Wszystko to działo się w takiej potwornej ciszy. Jedynym dźwiękiem był plusk wody, bo suczka dawno już straciła siły do krzyków. Zresztą, nie tylko lodowaty prąd ją paraliżował. Był też strach – strach przed śmiercią. Lada chwila może uderzyć w skałę z dość wystarczającą mocą, żeby zakończyć życie. Jeśli nie – prawdopodobnie czekała ją długa śmierć w męczarniach, w zimnych odmętach rzeki.
Prędkość, z jaką zimny prąd płynął, zaczęła się zmniejszać. Jednak Szałwia nie zauważyła tego.

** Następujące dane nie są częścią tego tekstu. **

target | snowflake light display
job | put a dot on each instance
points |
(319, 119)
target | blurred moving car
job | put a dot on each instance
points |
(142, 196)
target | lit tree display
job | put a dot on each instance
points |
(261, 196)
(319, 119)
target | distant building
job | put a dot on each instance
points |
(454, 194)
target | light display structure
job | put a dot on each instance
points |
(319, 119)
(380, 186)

Od ostatniego wynurzenia upłynęło dużo czasu, powoli zaczęła odpływać – dosłownie i w rzeczywistości. W końcu litościwa fala wyrzuciła posiniaczone ciało suki na brzeg. Ta jeszcze odruchowo się skuliła, bojąc się kolejnego zderzenia. Jednak zderzenie nie nastąpiło, a zamiast nacisku zimniej wody suka poczuła chłodny powiew nocnego wiatru. Otworzyła oczy i rozpaczliwie łapała powietrze zesztywniałym pyskiem. Usłyszała koleiny plusk. Odwróciła się. Za nią rosła kolejna fala. Szałwia jest dość drobna i zmęczona, żeby ta fala ją porwała z powrotem do rzeki. Chciała się jakoś doczołgać do trawy, daleko od wody, ale podróż przez rzekę odebrała jej siły. Mogła więc tylko zamknąć oczy i czekać na nieuniknione.